FROM MARY MAGNIFYING GOD. BY WILLIAM HUMPHREY, OF THE CONGREGATION OF THE OBLATES OF ST. CHARLES. AD 1873

Exultavit spiritus meus.


My spirit hath rejoiced. St. Luke i. 47.

Having considered the word 'soul' what it expresses and what is implied in it, we come now to consider the word 'spirit.' Mary said, 'My spirit hath rejoiced,' and 'My soul doth magnify.' What is the reason for this difference? for a reason we must suppose, when we remember that the words were uttered by Mary, and that they were dictated by the inspiration of the Holy Ghost.

Her use of the word 'soul' was to signify the entirety of her worship and adoration, wherewith she magnified the Lord.

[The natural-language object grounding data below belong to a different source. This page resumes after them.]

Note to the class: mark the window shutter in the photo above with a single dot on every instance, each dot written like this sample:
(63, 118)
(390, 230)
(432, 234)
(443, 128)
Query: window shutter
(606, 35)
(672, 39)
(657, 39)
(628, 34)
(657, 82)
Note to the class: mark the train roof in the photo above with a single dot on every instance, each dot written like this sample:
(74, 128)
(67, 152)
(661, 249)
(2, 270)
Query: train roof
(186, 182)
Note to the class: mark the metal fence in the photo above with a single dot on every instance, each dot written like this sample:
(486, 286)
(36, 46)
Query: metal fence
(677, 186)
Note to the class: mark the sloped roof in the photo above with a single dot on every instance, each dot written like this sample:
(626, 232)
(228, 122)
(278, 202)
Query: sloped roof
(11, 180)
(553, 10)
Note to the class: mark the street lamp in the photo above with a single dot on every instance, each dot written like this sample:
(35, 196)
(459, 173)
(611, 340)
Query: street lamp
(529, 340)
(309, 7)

It was the service of her whole human being, of all her emotions, affections, and feelings, as well as of her intellect and will.

But now she uses the word 'spirit' and that to show the nature and character of her rejoicing; that it was not a mere, and was not always an affective or emotional joy, but an intellectual and supernatural rejoicing.

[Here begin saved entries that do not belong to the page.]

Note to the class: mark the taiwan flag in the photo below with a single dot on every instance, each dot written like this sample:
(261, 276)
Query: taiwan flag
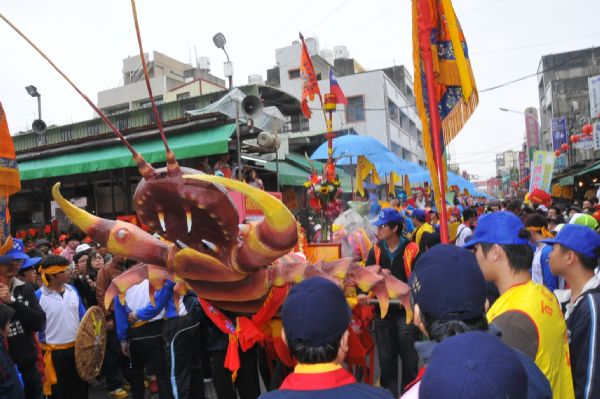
(334, 88)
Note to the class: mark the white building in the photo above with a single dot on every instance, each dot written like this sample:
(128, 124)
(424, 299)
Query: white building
(380, 102)
(170, 80)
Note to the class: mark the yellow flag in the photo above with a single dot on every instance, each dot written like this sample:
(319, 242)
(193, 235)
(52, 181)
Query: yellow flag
(407, 186)
(394, 179)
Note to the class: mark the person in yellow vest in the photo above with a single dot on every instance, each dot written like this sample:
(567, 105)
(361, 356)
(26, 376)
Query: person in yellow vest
(394, 337)
(64, 309)
(421, 226)
(527, 313)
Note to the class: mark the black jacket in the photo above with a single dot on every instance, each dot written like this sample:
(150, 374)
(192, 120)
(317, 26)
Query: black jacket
(29, 318)
(583, 325)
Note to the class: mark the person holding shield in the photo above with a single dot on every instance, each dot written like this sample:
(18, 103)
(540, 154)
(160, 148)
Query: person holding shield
(64, 310)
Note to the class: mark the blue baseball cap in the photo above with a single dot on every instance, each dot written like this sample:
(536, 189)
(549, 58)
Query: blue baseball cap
(580, 239)
(474, 365)
(315, 312)
(419, 214)
(498, 228)
(388, 215)
(18, 253)
(463, 299)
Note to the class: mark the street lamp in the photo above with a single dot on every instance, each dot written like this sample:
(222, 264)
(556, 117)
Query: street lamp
(32, 91)
(219, 41)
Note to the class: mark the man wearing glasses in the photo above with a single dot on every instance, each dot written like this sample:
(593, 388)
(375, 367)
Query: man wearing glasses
(394, 337)
(527, 313)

The human soul, the spirit that is in man, has all the powers and faculties that an angel, a pure spirit, has; but it has more; and therefore it is called a soul, and not merely a spirit When we speak of all those faculties, and mean to express them, then we speak of it as a soul. When, on the contrary, we speak of those faculties only which it has in common with the angels—'the faculties of memory, of intellect, and of will—then we speak of it as a spirit.

Those latter faculties are sometimes, although not in strictness and with accuracy, spoken of as constituting the higher soul; while the other faculties— the emotions, affections, feelings, passions, and appetites—are spoken of as constituting the lower soul, I say, not with strict accuracy, for the soul is one. There is but one soul in man, and those are all faculties of one and the selfsame soul; but we speak as if it were otherwise, in order to express the fact, that the two sets of faculties may be in opposition the one to the other—'the higher faculties tending in one direction, and the lower faculties drawn in another.

The lower faculties are ordained by their Creator in order to the exercise of the higher; and they are necessary for this exercise, in our present state of existence. According to the original intention of the Creator, and before the fall which frustrated that intention, the two sets of faculties were in perfect harmony; the lower was in a state of perfect subordination to the higher; the sensitive did service to the intellective, the flesh was subdued to the spirit. But now since the fall, and under the reign of concupiscence which it introduced, the lower faculties are often drawn earthwards, even while the higher faculties tend towards heaven.